Selanjutnya, petugas membuat jebakan untuk menangkap pelaku. CA diminta petugas untuk mengajak para pelaku bertemu. Akhirnya, tersangka menjumpai CA di lokasi yang telah disepakati. 

"Saat bertemu, Edo kemudian kami amankan," ujarnya. 

Selanjutnya, petugas mengundang ke empat temannya untuk bergabung untuk menemui CA di lokasi yang telah dijanjikan.Sekitar pukul 19.00 WIB, hanya tersangka MF alias Frank yang datang di Stadion Dolok Masihul. 

"Di lokasi ini, kami mengamankan tersangka Frank," ucapnya. 

Namun, ketiga rekannya yang diundang untuk bertemu di Stadion Dolok Masihul tidak bisa hadir. Lalu, kembali disepakati pertemuan dengan chatting dari CA untuk bertemu di Titi Bapel Kampung Dilam yang tak jauh dari rumah tersangka AK alias Kurik "Tersangka AK alias Kurik, MRA alias Roma dan K alias Bodong kami amankan di Titi Bapel," ujarnya.

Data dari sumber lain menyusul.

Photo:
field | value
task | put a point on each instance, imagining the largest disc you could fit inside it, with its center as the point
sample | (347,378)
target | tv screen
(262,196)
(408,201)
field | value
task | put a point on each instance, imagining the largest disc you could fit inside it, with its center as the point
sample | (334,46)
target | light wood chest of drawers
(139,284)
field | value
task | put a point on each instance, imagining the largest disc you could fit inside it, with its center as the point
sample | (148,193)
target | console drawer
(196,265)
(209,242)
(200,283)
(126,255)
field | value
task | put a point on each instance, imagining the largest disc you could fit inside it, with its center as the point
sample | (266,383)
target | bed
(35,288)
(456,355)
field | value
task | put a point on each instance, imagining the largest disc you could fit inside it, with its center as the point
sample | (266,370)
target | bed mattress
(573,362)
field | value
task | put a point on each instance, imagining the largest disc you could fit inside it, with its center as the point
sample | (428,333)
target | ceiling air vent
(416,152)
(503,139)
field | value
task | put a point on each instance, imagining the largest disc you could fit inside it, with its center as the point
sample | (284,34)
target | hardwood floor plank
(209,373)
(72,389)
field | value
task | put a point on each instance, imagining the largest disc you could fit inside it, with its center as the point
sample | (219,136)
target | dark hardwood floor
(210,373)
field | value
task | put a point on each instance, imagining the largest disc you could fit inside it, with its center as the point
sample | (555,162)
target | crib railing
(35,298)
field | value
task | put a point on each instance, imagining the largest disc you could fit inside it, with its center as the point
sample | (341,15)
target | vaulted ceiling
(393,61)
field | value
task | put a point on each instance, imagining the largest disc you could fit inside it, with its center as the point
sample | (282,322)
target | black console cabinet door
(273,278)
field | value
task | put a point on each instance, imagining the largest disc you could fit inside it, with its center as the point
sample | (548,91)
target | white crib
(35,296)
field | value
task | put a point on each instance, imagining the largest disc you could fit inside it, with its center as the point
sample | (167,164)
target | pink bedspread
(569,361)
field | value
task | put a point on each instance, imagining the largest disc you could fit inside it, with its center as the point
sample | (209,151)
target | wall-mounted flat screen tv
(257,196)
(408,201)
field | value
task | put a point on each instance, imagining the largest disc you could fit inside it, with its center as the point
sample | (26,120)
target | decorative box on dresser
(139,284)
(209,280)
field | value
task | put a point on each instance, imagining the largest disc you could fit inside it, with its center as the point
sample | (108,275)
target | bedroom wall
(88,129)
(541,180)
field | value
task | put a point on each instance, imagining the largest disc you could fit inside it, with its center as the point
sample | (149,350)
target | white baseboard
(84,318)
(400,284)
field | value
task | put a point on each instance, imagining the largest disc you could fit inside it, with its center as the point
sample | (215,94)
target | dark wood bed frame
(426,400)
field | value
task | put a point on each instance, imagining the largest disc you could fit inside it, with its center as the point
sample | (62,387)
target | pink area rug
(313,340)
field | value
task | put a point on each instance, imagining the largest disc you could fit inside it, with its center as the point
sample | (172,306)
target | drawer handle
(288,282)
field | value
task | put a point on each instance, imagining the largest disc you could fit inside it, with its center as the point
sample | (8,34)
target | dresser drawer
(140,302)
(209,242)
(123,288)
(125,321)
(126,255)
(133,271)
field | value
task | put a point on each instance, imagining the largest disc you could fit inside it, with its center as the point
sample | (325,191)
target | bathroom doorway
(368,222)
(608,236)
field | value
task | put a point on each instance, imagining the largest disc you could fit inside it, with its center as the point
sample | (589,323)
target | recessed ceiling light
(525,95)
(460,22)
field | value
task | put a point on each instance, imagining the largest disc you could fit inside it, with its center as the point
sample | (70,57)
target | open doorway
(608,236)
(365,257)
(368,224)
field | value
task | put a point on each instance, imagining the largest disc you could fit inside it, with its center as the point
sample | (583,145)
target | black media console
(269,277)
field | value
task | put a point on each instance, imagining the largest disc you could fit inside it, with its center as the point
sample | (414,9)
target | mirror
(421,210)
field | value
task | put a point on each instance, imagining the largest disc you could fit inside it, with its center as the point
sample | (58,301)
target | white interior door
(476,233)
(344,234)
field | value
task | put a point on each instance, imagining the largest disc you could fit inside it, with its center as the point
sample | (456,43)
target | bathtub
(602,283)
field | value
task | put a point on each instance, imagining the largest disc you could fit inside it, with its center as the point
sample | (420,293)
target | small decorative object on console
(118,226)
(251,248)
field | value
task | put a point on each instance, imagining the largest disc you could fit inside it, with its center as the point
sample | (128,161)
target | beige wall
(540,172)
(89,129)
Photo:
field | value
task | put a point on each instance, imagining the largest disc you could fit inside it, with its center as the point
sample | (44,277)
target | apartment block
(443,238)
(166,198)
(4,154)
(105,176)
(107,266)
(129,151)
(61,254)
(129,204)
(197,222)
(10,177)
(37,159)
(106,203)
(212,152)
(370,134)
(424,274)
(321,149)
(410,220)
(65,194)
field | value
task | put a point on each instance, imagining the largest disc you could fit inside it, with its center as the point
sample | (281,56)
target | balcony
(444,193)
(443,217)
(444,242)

Untuk penyelidikan lebih lanjut, kelima tersangka saat ini sudah diamankan di Mapolres Sergai. Kelima tersangka dijerat dengan Pasal 81 subsider Pasal 82 Undang-Undang Nomor 17 Tahun 2016 tentang Perubahan Undang-Undang  Nomor 23 tahun 2002 tentang Perlindungan Anak. 'Kelimanya terancam hukuman penjara 15 tahun," ujarnya.